I even got to wear a suit!
Screw that suit.
It was wool and I had to wear it every damn day, even in the middle of July, in DC. What’s the problem with that you might be asking? Well, the problem was I was driving a 1998 Jeep Cherokee with the added recent-college-graduate feature of no air conditioning and driving inside, outside, and around the beltway to sales calls all day.
Ironically, when I was in college, I virtually picked my career in advertising based on the idea of wearing that suit and driving around to sales calls – it sounded cool. It’s funny how when you idolize something material, when you actually acquire it, you realize how stupid it was to ever idolize it.
For any graduating college students out there reading this blog, what I am about to tell you next, I do NOT condone! I was so drained in my job that sometimes I would leave for two to three hours at a time, go to a sales call, and then go sit at a park – Gravelly Point right near Reagan National Airport. I would just sit there on the hood of my jeep and fantasize about what all of the people coming and going on those planes did. Were they happy? Fulfilled? Did they all really have jobs like mine? Is this really what it’s all about?

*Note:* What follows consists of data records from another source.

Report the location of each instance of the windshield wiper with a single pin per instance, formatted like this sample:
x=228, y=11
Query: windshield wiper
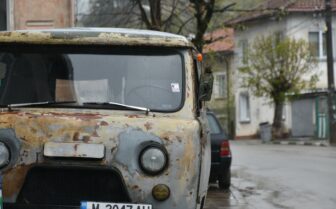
x=119, y=105
x=38, y=104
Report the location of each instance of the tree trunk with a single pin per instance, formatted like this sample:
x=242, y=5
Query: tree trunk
x=277, y=126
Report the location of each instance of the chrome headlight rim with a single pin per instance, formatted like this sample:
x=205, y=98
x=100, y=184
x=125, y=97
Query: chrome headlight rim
x=165, y=154
x=9, y=155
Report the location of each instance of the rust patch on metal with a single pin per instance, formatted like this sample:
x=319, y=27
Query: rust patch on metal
x=76, y=147
x=86, y=139
x=80, y=116
x=104, y=123
x=75, y=136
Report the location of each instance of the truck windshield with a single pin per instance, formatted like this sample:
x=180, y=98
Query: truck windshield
x=150, y=80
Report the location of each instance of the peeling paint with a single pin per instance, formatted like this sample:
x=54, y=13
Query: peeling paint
x=123, y=134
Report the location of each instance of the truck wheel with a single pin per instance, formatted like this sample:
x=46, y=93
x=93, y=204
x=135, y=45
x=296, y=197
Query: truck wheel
x=224, y=180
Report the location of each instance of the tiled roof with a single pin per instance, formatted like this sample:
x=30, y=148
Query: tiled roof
x=223, y=41
x=269, y=7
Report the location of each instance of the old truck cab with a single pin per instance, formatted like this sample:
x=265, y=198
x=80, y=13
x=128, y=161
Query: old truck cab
x=101, y=118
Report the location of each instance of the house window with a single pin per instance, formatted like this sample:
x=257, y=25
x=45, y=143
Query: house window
x=317, y=44
x=244, y=51
x=244, y=107
x=220, y=85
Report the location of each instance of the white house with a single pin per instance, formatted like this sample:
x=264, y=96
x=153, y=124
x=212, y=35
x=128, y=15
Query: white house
x=305, y=116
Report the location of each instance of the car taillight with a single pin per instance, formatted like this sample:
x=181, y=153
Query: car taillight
x=225, y=149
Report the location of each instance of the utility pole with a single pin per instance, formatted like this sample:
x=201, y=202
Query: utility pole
x=331, y=82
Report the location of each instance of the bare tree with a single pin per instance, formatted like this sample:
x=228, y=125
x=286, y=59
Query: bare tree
x=177, y=16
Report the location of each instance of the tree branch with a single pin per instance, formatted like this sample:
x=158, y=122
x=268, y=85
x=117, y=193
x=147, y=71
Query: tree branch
x=224, y=8
x=143, y=14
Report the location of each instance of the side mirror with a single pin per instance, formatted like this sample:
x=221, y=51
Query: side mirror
x=205, y=90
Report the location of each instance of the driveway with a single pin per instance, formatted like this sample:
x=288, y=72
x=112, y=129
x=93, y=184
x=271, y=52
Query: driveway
x=278, y=176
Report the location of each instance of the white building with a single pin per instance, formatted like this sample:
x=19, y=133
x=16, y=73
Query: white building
x=305, y=116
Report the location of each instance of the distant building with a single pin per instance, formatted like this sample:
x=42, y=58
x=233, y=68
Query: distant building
x=219, y=55
x=39, y=14
x=3, y=15
x=306, y=116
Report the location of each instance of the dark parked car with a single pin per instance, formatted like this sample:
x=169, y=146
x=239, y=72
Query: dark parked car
x=220, y=154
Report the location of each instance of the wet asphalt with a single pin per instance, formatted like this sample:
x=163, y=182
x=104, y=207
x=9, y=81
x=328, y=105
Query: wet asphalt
x=266, y=176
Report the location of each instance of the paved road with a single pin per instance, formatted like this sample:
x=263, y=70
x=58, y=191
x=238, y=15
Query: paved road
x=278, y=176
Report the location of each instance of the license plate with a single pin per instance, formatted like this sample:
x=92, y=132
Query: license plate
x=105, y=205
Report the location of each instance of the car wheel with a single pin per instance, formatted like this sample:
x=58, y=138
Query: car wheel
x=224, y=180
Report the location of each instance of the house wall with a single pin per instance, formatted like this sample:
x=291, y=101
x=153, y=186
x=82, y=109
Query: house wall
x=222, y=105
x=41, y=14
x=261, y=109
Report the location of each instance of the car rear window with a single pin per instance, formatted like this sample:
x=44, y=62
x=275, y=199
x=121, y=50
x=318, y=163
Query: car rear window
x=214, y=127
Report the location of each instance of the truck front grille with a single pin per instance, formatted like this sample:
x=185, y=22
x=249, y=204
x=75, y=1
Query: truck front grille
x=71, y=185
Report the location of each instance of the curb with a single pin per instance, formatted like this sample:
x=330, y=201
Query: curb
x=302, y=143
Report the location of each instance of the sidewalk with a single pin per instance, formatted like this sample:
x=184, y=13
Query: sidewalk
x=309, y=142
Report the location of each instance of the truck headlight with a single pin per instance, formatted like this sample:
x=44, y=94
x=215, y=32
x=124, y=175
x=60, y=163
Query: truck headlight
x=153, y=160
x=4, y=155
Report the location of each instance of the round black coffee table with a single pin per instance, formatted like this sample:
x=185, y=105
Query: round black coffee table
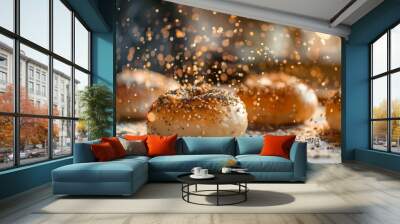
x=238, y=179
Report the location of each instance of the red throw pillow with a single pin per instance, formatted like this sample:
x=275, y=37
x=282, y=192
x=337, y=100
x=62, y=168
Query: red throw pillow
x=116, y=145
x=103, y=152
x=277, y=145
x=161, y=145
x=135, y=137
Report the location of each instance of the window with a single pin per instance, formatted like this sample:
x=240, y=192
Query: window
x=44, y=91
x=385, y=92
x=7, y=14
x=40, y=123
x=30, y=72
x=30, y=87
x=81, y=45
x=62, y=30
x=37, y=89
x=6, y=71
x=3, y=78
x=35, y=21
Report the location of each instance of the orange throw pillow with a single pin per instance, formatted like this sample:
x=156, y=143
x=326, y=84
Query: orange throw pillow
x=161, y=145
x=277, y=145
x=135, y=137
x=116, y=145
x=103, y=152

Gosh, I loved that park. If there is one thing I miss about the hairball that is the beltway, it’s that park. You can be nobody and everybody there. Just get lost in watching those planes come and go.
That’s exactly where I was the moment I woke up and realized that there was another way to live and work: An alternative to the drudgery, a different outlook, and a different perspective.
One day, just like all of the others, I parked the old Jeep and watched the planes. That was when a cab pulled into the park (which they normally did if they were picking up at the airport). The driver got out, lit up a cigarette, looked up at the sky and grinned. I tried not to make eye contact for the fear of having to do small talk, you do NOT make small talk in DC.
He had other plans.
How’s work today?” I remember him asking.
“Okay.” I grumbled. “Almost the weekend.” (It was Monday). “How about you?” I obliged back.
“Great,” he said, genuinely. I was perplexed. He continued, laughing, “I get to drive a car around and talk to new people every half-hour. Can’t beat it.”
He was serious. For some reason, I expected this cab driver to absolutely hate his job. He loved it. You see, he wasn’t just a cab driver. He never said “Hey, I get to be a cab driver!” He said that he gets to drive a car around and talk to new people every half-hour. It just happens that he was a cab driver.
He understood the purpose of his work. Why didn’t I have that? I wanted that. Could I have that?
I went back to the station and quit my first job out of college before a year was up. “Just stay at least a year, it will look better on your resume,” they told me. But in that moment, I decided that my soul is far more important than a PDF file with a list of accomplishments.
And yes, I am okay. A bit obsessed with the idea of living and leading with purpose, but I’m fine.
Ever since that small, anonymous moment talking with that cab driver I have been engrossed with the idea of how meaning and purpose can transform our lives and our work.